Recuerdo un libro que preparé para un inspector extraordinario y plenipotenciario. Cada página estaba coloreada con un tono distinto. Lo recuerdo presentando la primera hoja, sin duda ante los funcionarios inferiores, una página con sólo dos sellos triangulares. Los guardas de las puertas abrían los pernos a regañadientes. Y luego, con un leve giro, mostraba la segunda hoja, en verde, ahora frente a los rígidos funcionarios. Luego, en la mesa del cuartel de guardia arrojaba la tercera y cuarta página, de un blanco deslumbrante, con el gran sello redondo, rojo sangre. Lo miraban atentamente, temblando, y saludaban mientras el hombre avanzaba hasta la puerta principal, donde estaba el Guardián General de las Puertas, que un momento antes permanecía inaccesible, metido en un uniforme bellamente adornado con gotas de oro, en ese momento empapado en sudor por el celo oficial puesto en la tarea, y el sonido de la cerradura abriéndose y mezclándose con el tintineo de las medallas sobre su pecho. Y el anciano es una imagen militar, alzando su brillante espada, honrando no a la persona que cruza el umbral sino al documento que el emisario lleva en mano. ¡Que delicia el pensamiento de ese trasiego maravilloso de los salvoconductos, esas crecientes dosis de "poder perfectamente legal"! ¡Ni las escenas de batallas de Sienkiewicz, ni ningún rugido de cañones podrían igualar jamás el murmullo de los Cupones de Poder colocados sobre la mesa gris entre los muros grises del castillo!
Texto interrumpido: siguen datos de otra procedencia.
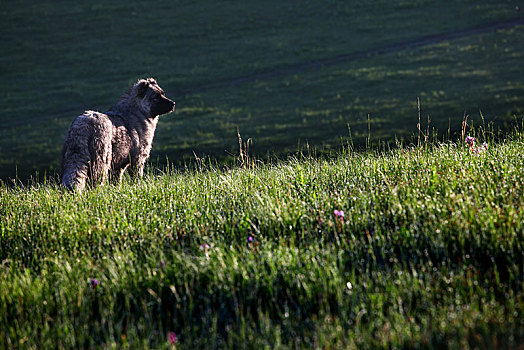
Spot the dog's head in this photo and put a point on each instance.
(152, 99)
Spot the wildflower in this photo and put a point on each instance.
(94, 283)
(171, 337)
(339, 214)
(205, 247)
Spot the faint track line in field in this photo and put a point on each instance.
(351, 57)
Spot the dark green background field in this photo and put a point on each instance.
(251, 66)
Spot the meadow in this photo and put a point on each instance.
(412, 247)
(284, 74)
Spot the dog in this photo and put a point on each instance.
(99, 146)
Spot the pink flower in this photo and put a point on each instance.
(94, 283)
(339, 214)
(171, 337)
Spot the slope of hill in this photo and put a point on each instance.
(419, 247)
(60, 58)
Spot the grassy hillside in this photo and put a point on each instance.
(236, 65)
(428, 253)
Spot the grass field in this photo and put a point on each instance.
(428, 253)
(60, 58)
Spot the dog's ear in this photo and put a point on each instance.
(141, 88)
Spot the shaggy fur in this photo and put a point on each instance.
(101, 145)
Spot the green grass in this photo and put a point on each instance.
(431, 245)
(59, 59)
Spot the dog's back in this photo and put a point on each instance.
(98, 145)
(87, 150)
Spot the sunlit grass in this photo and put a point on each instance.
(428, 253)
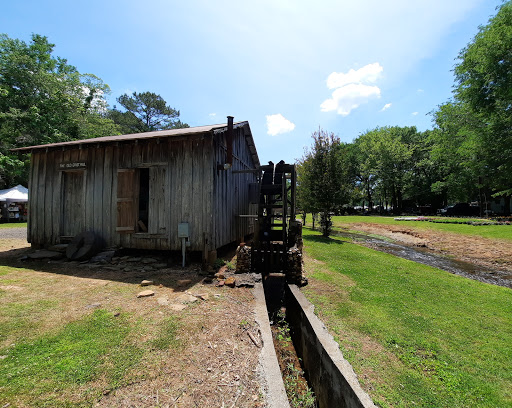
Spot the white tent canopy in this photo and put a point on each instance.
(18, 194)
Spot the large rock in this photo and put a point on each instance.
(145, 293)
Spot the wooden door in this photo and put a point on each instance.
(72, 203)
(158, 211)
(126, 200)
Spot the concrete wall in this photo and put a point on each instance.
(332, 378)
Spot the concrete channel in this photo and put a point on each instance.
(331, 377)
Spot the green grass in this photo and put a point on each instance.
(13, 225)
(53, 365)
(484, 231)
(48, 363)
(416, 336)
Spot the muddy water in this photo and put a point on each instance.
(428, 257)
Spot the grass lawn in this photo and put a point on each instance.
(13, 225)
(73, 336)
(485, 231)
(415, 335)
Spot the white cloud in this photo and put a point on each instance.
(277, 124)
(367, 74)
(351, 89)
(386, 107)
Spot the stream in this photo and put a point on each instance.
(428, 257)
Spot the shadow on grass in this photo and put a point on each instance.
(323, 240)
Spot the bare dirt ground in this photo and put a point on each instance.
(480, 251)
(218, 363)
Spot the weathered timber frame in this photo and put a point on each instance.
(186, 184)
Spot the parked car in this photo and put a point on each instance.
(461, 209)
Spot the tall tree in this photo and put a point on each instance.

No puedo llegar a comprender la magia oculta en el Gran Sello, pues en su centro reposa el mismísimo Signo Secreto, esto es, un "código sin clave", lo que significa que quien lo lleva tiene que ser un emisario del Innombrable.
Stanislaw Lem, El castillo alto.
Ya sabrán de mi profunda admiración por Stanislaw Lem. Le considero como uno de los grandes de la literatura del siglo XX, opinión que no está más extendida, me temo, debido a su catalogación como autor de ciencia ficción. Un genero en el que pueden encuadrarse la mayoría de sus obras, pero en el que encaja mal, dada su tendencia a sobrepasarlo y transcenderlo. De hecho, siempre fue una presencia excéntrica en ese mundo, alejado de la tendencia al travestismo que lastra la mayor parte de la ciencia-ficción occidental, a la que que criticó sin piedad. Antes incluso de la decadencia reciente del género, que poco a poco ha ido derivando en fantasía con toques tecnológicos o space-opera que recicla el género de aventuras.
Por el contrario, Lem siempre perteneció a la sección más "dura" del genero, aquélla que pretendía desarrollar los problemas morales y sociales que se suponía acarrearían los avances tecnológicos, intentando plasmarlos con lógica férrea y una coherencia no menos sólida. Las obras de Lem, por tanto, siempre pueden reescribirse como ensayos filosóficos puros - una de sus obras más importantes, Summa Technologia, es precisamente esto -, cuya peripecias narrativas son la ilustración de esos dilemas y de las consecuencias que de ellos derivarían. De ahí, precisamente, surge el mayor defecto de la obra de Lem, la debilidad de sus personajes, meros vehículos para el desarrollo de sus tesis, pero esto se ve compensado por dos virtudes esenciales. Primero, sus dotes para inventar mundos complejos, laberínticos y aún así coherentes, cuyos detalles es capaz de describir con intensidad casi obsesiva, hasta hacerlos plausibles. Hasta conseguir, en definitiva, que podamos verlos. El segundo, ser capaz de seguir el desarrollo lógico de sus postulados hasta el propio absurdo, sin permitirse trampas ni traiciones, sino resaltando y remachando las contradicciones en ellos ocultos.
Especialmente aquéllas que no somos capaces de ver. O no queremos.